Author | : Aneil K. Mishra |
Publisher | : Bloomsbury Publishing USA |
Total Pages | : 232 |
Release | : 2017-03-09 |
Genre | : Education |
ISBN | : 1440843368 |
Download Restoring Trust In Higher Education Book in PDF, ePub and Kindle
Leaders from both private and public institutions provide a 360-degree view of the challenges and opportunities facing higher education—and offer a manifesto for restoring relevance and respect. Where is the value in higher education? How can higher education restore its relevance and trust with students and parents? Are there really any meaningful differences between public and private higher education? This volume probes those questions and more, exploring the myriad issues that have led many people to question whether higher education is worth the sacrifices it requires of parents and students. Drawing on the experience and expertise of a wide variety of highly renowned academics, respected government officials, and well-grounded individuals from the private sector, this thought-provoking book offers readers simple but powerful ways to evaluate whether prospective colleges and universities merit the very substantial investment of time, abilities, and financial resources they necessitate. Readers will learn what to look for in a college or university and what questions to ask in selecting an institution of higher education. They will also learn how parents, students, academicians, and other stakeholders can advocate for changes to benefit both higher education and the constituency it serves.

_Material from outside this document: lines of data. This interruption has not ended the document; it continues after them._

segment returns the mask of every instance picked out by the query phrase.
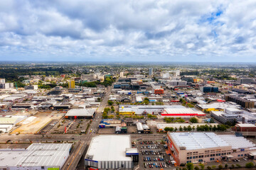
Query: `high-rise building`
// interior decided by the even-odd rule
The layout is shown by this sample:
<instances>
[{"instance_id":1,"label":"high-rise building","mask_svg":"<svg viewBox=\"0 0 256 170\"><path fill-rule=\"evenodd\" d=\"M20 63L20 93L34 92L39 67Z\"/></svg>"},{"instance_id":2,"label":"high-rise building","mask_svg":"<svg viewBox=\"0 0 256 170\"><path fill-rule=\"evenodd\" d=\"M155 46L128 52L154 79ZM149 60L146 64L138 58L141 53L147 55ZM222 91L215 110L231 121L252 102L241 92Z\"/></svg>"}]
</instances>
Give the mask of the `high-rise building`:
<instances>
[{"instance_id":1,"label":"high-rise building","mask_svg":"<svg viewBox=\"0 0 256 170\"><path fill-rule=\"evenodd\" d=\"M153 68L149 69L149 77L151 77L153 76Z\"/></svg>"},{"instance_id":2,"label":"high-rise building","mask_svg":"<svg viewBox=\"0 0 256 170\"><path fill-rule=\"evenodd\" d=\"M177 70L176 71L176 76L180 76L181 75L181 71L180 70Z\"/></svg>"},{"instance_id":3,"label":"high-rise building","mask_svg":"<svg viewBox=\"0 0 256 170\"><path fill-rule=\"evenodd\" d=\"M5 83L5 79L0 79L0 84Z\"/></svg>"},{"instance_id":4,"label":"high-rise building","mask_svg":"<svg viewBox=\"0 0 256 170\"><path fill-rule=\"evenodd\" d=\"M253 79L251 79L251 78L240 78L238 79L238 83L239 83L239 84L250 84L255 81L255 80Z\"/></svg>"},{"instance_id":5,"label":"high-rise building","mask_svg":"<svg viewBox=\"0 0 256 170\"><path fill-rule=\"evenodd\" d=\"M68 81L68 89L75 89L75 80Z\"/></svg>"}]
</instances>

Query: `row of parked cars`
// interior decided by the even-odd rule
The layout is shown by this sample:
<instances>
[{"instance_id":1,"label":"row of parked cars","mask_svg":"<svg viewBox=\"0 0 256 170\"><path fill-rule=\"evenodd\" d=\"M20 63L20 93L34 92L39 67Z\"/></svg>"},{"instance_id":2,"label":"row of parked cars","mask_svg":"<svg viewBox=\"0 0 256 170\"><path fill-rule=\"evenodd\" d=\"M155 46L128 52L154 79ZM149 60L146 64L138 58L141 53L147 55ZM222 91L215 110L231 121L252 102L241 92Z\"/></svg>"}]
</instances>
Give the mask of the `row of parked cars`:
<instances>
[{"instance_id":1,"label":"row of parked cars","mask_svg":"<svg viewBox=\"0 0 256 170\"><path fill-rule=\"evenodd\" d=\"M167 168L164 162L149 162L144 163L144 168Z\"/></svg>"},{"instance_id":2,"label":"row of parked cars","mask_svg":"<svg viewBox=\"0 0 256 170\"><path fill-rule=\"evenodd\" d=\"M151 140L144 140L140 142L141 144L154 144L154 142Z\"/></svg>"},{"instance_id":3,"label":"row of parked cars","mask_svg":"<svg viewBox=\"0 0 256 170\"><path fill-rule=\"evenodd\" d=\"M162 153L161 152L161 150L142 150L142 154L146 154L146 155L149 155L149 154L162 154Z\"/></svg>"},{"instance_id":4,"label":"row of parked cars","mask_svg":"<svg viewBox=\"0 0 256 170\"><path fill-rule=\"evenodd\" d=\"M156 149L159 148L159 144L146 145L146 146L142 146L141 148L142 148L142 149Z\"/></svg>"},{"instance_id":5,"label":"row of parked cars","mask_svg":"<svg viewBox=\"0 0 256 170\"><path fill-rule=\"evenodd\" d=\"M151 157L145 157L143 158L143 161L144 162L151 162L151 161L164 161L164 157L163 156L159 156L159 157L155 157L152 158Z\"/></svg>"}]
</instances>

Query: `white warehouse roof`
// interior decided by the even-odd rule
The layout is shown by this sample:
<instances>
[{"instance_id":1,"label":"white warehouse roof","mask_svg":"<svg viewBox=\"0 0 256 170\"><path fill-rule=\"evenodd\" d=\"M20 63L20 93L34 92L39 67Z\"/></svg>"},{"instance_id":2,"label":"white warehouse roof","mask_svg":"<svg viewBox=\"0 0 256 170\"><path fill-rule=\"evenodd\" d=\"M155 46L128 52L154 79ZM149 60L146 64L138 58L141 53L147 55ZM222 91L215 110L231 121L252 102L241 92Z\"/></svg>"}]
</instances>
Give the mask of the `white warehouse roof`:
<instances>
[{"instance_id":1,"label":"white warehouse roof","mask_svg":"<svg viewBox=\"0 0 256 170\"><path fill-rule=\"evenodd\" d=\"M32 144L26 149L0 149L0 167L60 166L69 156L72 144Z\"/></svg>"},{"instance_id":2,"label":"white warehouse roof","mask_svg":"<svg viewBox=\"0 0 256 170\"><path fill-rule=\"evenodd\" d=\"M73 108L68 111L65 116L92 116L95 111L95 108Z\"/></svg>"},{"instance_id":3,"label":"white warehouse roof","mask_svg":"<svg viewBox=\"0 0 256 170\"><path fill-rule=\"evenodd\" d=\"M169 132L169 134L178 147L185 147L187 150L229 146L219 135L213 132Z\"/></svg>"},{"instance_id":4,"label":"white warehouse roof","mask_svg":"<svg viewBox=\"0 0 256 170\"><path fill-rule=\"evenodd\" d=\"M92 138L85 159L95 161L132 161L126 157L131 148L130 135L100 135Z\"/></svg>"},{"instance_id":5,"label":"white warehouse roof","mask_svg":"<svg viewBox=\"0 0 256 170\"><path fill-rule=\"evenodd\" d=\"M218 136L231 145L232 149L245 149L256 146L243 137L236 137L232 135L221 135Z\"/></svg>"}]
</instances>

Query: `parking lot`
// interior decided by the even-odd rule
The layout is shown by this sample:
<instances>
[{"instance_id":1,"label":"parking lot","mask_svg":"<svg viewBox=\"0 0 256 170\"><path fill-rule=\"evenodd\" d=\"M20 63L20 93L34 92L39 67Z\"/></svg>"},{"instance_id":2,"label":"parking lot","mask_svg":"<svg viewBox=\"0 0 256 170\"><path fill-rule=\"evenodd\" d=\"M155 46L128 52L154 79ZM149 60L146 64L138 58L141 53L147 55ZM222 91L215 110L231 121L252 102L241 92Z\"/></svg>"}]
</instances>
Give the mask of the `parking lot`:
<instances>
[{"instance_id":1,"label":"parking lot","mask_svg":"<svg viewBox=\"0 0 256 170\"><path fill-rule=\"evenodd\" d=\"M64 134L65 132L68 134L80 134L85 132L90 121L90 120L88 119L62 119L58 123L55 125L50 131L50 133Z\"/></svg>"},{"instance_id":2,"label":"parking lot","mask_svg":"<svg viewBox=\"0 0 256 170\"><path fill-rule=\"evenodd\" d=\"M176 164L171 155L166 154L161 140L137 140L134 142L139 152L139 169L174 169Z\"/></svg>"}]
</instances>

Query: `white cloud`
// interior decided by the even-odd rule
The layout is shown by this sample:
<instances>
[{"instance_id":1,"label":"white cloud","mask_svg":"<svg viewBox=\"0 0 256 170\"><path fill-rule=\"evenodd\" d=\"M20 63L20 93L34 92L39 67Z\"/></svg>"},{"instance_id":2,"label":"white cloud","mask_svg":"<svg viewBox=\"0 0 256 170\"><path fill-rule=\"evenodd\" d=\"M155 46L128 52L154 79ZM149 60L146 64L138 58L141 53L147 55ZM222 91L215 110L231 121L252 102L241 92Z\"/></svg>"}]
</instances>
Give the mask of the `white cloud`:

Author | : Terrence MacTaggart |
Publisher | : Rowman & Littlefield Publishers |
Total Pages | : 145 |
Release | : 2010-02-16 |
Genre | : Education |
ISBN | : 1607096617 |
Download Academic Turnarounds Book in PDF, ePub and Kindle
What are the hallmarks of a lasting institutional turnaround? It is too easy to mistake a single initiative_mounting a new marketing program, for example, or bringing in a million dollar donation_for a true turnaround. Successful turnarounds involve profound, often difficult, actions that affect the finances, academic offerings, and reputations of colleges and universities. They take institutions to new levels of performance and then present new challenges. MacTaggart examines the several stages that comprise institutional turnarounds and offers practical advice on setting and reaching higher levels of performance. MacTaggart also discusses the early indicators of a college or universityOs need for a turnaround. He and his colleagues outline financial trends and other indicators of distress, as well as benchmarks for the various stages in an effective turnaround strategy. Academic Turnarounds will help trustees, presidents, and faculty members diagnose whether or not they are in denial over the true condition of the institution they are charged with preserving. Donors, state officials, accreditors, and others interested in the quality and vitality of American higher education will find direction in this book.